Gene Therapy for Sickle Cell Disease: Present Insights
DOI:
https://doi.org/10.5281/zenodo.13297352Keywords:
SCD, Gene Therapy, , CRISPR/Cas, , Mutation, TransplantsAbstract
Sickle Cell Disease (SCD) is an inherited red blood cell disorder resulting from a single-point mutation. It results
in complications such as acute and chronic pain, infections, stroke, kidney disease, and heart failure that reduce
the quality of life not only for affected persons but also for their families. It can be treated with drugs and
bone marrow transplants, but there is no known cure for it. One of the potential cures is gene therapy, which
involves adding, editing or silencing and correcting genes by bioengineering techniques including CRISPR/Cas9
system; zinc finger nucleases (ZNFs); transcription activator-like effector nuclease (TALEN) technology; and
base editors. The therapy procedure involves the retrieval of affected genes from patient hematopoietic stem
cells, engineering them ex vivo and reintroduction into patients as therapeutic genes. Researchers have achieved
significant progress in the use of CRISPR technology by, amongst others, repressing BCL11A gene enhancers and
editing erroneous genes via base modifications as well as prime edits.

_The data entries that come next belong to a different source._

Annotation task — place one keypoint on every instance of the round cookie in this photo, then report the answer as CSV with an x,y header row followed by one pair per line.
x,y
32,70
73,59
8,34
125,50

This has proven effective in the reduction
of adverse impacts that SCD have on patients. Nonetheless, therapeutic genes can cause insertional mutagenesis
and cancer after integration into the patient. Finding a significant cure for SCD via gene therapy is in the clinical
stage; methods to combat therapeutic cancer-inducing genes, as well as expertise and infrastructure provision,
are highly required. Gene therapy for SCD has room for further research and development.